Vitorino, prefeito em busca da reeleição, que utiliza seu poder político de controle dos bens públicos, como os caminhões-pipa, para captar votos, nota a ascensão de Joel e busca uma aliança. Caixa então tem que deixar de lado seus princípios para conviver com Vitorino. Isso é o que importa sobre o filme à nossa coluna jurídica de hoje, passemos à análise.

Talvez tenha passado despercebido à população em geral que o período de campanha não é mais de 90 dias, mas sim de 45, sob o argumento de a baratear, mas, com certeza, o mesmo desaviso não ocorreu quanto ao financiamento público das campanhas, o chamado “Fundão”, conferido por lei federal após a proibição da doação por empresas.

Pois bem, para que serve uma campanha eleitoral? É um marketing dos candidatos e de suas propostas para que os eleitores os conheçam, e toda propaganda necessita de dinheiro. Como saberemos se alguém é candidato, qual seu partido, qual seu programa de governo ou por que pautas luta, se não se apresentar à população alguns dias antes da votação? Este período cumpre este papel democrático.

Alguns já estão pensando: “os candidatos só aparecem neste período, sumindo logo após as eleições”. E isso tem um motivo: só é permitido este corpo a corpo, porta em porta, com a população nestes 45 dias que antecedem a votação. Após isso, essa conduta é ilegal e proibida.

E qual a solução para que a população em geral possa ter suas demandas ouvidas pelas autoridades?

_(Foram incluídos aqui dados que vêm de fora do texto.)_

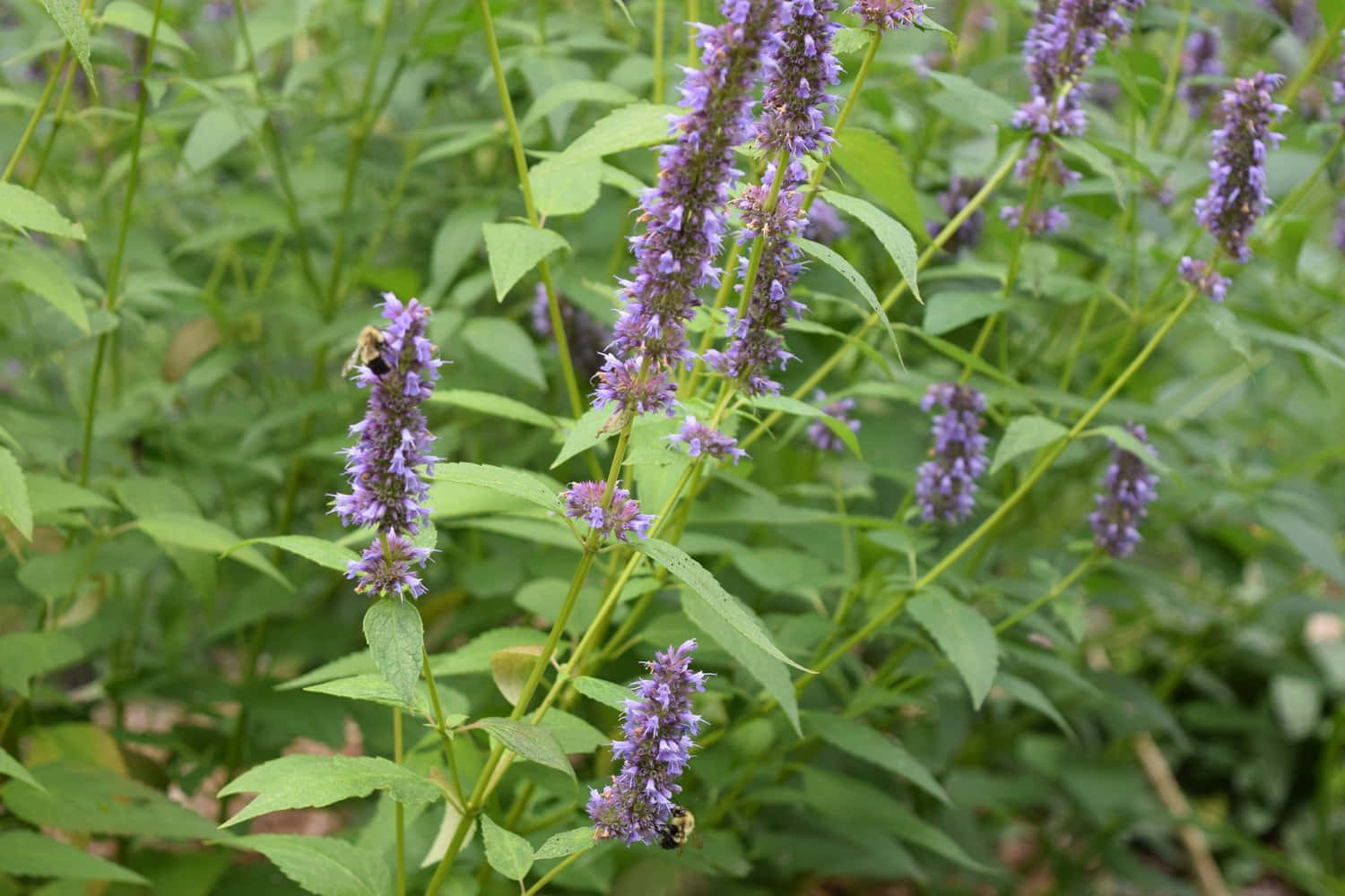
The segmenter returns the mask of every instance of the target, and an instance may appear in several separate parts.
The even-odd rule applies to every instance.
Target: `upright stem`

Localmente, pelos vereadores e prefeitos seria mais fácil, pois convivem no município de sua base eleitoral; pelas autoridades estaduais e federais, devemos esperar seu retorno à região nos dias que não são obrigados a estar em São Paulo ou Brasília: este é o motivo teórico de trabalharem três dias nas capitais, para que reste outros dois para visita suas regiões.

Algo interessante também mostrado no filme é como Chico, apesar do desafeto que tinha pelo prefeito Vitorino, acaba trabalhando com ele e a teoria política para explicar isso é antiga: a ética pessoal e a ética política são distintas! O que quer dizer?

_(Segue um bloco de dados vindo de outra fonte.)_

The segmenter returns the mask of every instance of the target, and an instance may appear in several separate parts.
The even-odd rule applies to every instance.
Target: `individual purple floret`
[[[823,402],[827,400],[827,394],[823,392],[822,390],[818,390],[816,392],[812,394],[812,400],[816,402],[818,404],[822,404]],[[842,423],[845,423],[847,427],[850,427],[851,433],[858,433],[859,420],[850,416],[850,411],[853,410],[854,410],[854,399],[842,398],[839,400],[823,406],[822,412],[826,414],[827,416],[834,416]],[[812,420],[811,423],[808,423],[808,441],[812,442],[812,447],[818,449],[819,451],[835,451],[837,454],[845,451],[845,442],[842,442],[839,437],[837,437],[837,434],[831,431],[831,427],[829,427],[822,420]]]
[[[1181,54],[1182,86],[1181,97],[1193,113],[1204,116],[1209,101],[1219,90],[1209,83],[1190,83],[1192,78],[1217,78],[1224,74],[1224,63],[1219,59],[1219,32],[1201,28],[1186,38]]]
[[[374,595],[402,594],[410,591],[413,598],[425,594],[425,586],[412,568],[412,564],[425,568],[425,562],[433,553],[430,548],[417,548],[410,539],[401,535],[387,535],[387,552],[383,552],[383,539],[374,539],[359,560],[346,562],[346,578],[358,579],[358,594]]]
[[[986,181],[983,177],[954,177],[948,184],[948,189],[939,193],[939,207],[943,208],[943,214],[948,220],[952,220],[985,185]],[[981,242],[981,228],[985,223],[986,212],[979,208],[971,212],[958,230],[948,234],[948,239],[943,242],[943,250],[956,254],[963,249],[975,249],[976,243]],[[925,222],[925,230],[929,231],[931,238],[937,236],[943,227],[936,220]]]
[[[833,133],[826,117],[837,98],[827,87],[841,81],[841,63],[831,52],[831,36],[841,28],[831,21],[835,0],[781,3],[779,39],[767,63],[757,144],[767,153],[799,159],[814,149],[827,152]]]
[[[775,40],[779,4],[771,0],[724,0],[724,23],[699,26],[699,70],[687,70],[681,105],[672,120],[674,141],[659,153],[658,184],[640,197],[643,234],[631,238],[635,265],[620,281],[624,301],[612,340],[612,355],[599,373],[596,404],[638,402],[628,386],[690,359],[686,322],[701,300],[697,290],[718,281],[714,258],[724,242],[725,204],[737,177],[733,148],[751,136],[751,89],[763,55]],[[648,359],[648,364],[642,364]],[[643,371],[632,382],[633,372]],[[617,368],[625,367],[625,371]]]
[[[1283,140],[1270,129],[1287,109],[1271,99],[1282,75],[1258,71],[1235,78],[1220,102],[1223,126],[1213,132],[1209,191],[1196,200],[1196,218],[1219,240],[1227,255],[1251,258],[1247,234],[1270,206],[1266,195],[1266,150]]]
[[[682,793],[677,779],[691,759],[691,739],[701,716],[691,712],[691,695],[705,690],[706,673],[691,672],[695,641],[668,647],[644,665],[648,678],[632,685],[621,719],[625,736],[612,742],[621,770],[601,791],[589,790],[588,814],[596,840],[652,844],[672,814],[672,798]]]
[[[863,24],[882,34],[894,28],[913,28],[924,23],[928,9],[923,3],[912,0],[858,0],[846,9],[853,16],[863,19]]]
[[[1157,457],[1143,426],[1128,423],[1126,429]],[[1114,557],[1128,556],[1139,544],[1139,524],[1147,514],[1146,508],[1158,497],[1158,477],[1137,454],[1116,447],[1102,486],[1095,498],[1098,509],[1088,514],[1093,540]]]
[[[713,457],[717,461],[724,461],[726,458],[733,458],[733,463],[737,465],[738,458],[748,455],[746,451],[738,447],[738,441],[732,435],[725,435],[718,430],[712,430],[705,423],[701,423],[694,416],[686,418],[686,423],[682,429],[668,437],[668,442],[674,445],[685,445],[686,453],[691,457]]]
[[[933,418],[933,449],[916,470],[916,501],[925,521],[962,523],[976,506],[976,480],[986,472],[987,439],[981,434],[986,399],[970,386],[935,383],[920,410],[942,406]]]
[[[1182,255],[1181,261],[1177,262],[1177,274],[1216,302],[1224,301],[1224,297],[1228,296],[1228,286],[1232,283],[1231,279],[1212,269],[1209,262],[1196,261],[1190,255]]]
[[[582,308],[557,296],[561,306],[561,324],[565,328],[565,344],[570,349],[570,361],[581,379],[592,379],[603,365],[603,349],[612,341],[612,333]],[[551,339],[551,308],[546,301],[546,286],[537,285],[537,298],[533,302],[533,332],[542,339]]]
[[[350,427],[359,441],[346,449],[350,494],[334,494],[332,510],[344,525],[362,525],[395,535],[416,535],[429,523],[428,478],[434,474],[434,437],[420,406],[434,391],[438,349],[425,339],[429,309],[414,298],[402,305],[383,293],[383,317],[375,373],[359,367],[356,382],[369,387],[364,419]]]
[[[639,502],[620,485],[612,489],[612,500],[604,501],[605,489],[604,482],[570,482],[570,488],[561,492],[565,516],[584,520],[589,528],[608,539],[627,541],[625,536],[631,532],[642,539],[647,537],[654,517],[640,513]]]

A política em um Estado democrático serve para buscar um consenso mínimo para que a comunidade possa prosseguir em direção a um bem comum (finalidade do Estado). Em tese, mesmo que uma autoridade não goste de alguém por qualquer motivo (ética pessoal), deveria entrar em um acordo com seu adversário se for melhor para a sociedade como um todo. Pensarão consigo que isso é utópico e realmente o é, pois o mais comum é que a ética política se submeta à pessoal, buscando assim os próprios interesses.

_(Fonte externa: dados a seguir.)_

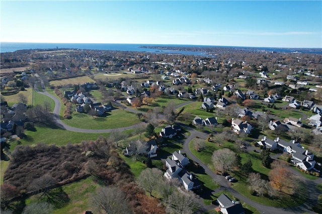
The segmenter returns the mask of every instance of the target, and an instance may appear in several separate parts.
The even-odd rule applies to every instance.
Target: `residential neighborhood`
[[[291,201],[289,207],[307,207],[308,200],[317,201],[313,197],[318,194],[302,201],[291,198],[304,197],[296,190],[301,180],[315,181],[312,185],[317,186],[321,180],[320,64],[310,63],[313,57],[308,54],[288,54],[284,66],[282,57],[286,57],[282,54],[267,54],[274,62],[264,57],[256,61],[254,53],[220,51],[215,57],[184,57],[58,49],[49,51],[45,67],[30,61],[42,56],[38,52],[29,58],[21,54],[30,65],[24,75],[2,73],[2,159],[11,166],[20,159],[18,154],[28,163],[32,160],[24,154],[57,150],[45,148],[55,144],[74,153],[57,164],[60,174],[46,171],[45,166],[29,170],[50,173],[61,186],[86,180],[98,189],[102,183],[109,186],[124,179],[126,189],[135,186],[144,193],[140,197],[160,203],[165,210],[174,200],[161,196],[165,186],[189,194],[198,207],[210,207],[209,212],[260,213],[270,208],[283,213],[279,204],[285,200]],[[226,57],[225,51],[236,54]],[[64,59],[63,54],[75,60]],[[298,65],[299,58],[305,65]],[[66,65],[72,67],[66,69]],[[310,75],[305,74],[308,70]],[[78,155],[78,168],[71,167],[69,162]],[[96,158],[103,163],[96,165]],[[26,174],[31,181],[18,185],[12,175],[15,168],[7,167],[12,171],[4,172],[4,183],[16,185],[22,192],[37,179]],[[164,189],[145,185],[154,183],[144,180],[151,178],[149,170]],[[279,185],[274,173],[282,170],[299,181]],[[306,208],[308,213],[318,210]]]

Como teoria, todo o exposto aqui vai muito bem. Sabemos que na prática os jogos políticos ocorrem, nem sempre como mostrados em “Curral” em seu mais baixo nível, e a consequência é o descrédito da política, que acaba entrando no rol do que não deve ser discutido, ao lado de futebol e religião. Mas como poderia? Política é diálogo para a vida em sociedade e não deveria estar assim classificada.

Para encerrar, um dos maiores juristas argentinos, Raúl Zaffaroni, em recente livro, diz que o descrédito da política cumpre algumas funções: “por um lado privam os estados do poder de controle territorial, por outro fragmentam seus povos de forma conflituosa e impedem uma ordem minimamente pacífica, dificultando sua coalização politicamente coerente”.

Tenhamos em mente que, os que vivem em sociedade e odeiam a política (confundindo-a com suas mazelas), acabam tendo que obedecer aos ditames e às normas dos que a amam.

Bruno Arena – Advogado, Mestrando em Direito pela Universidade de Salamanca (Espanha).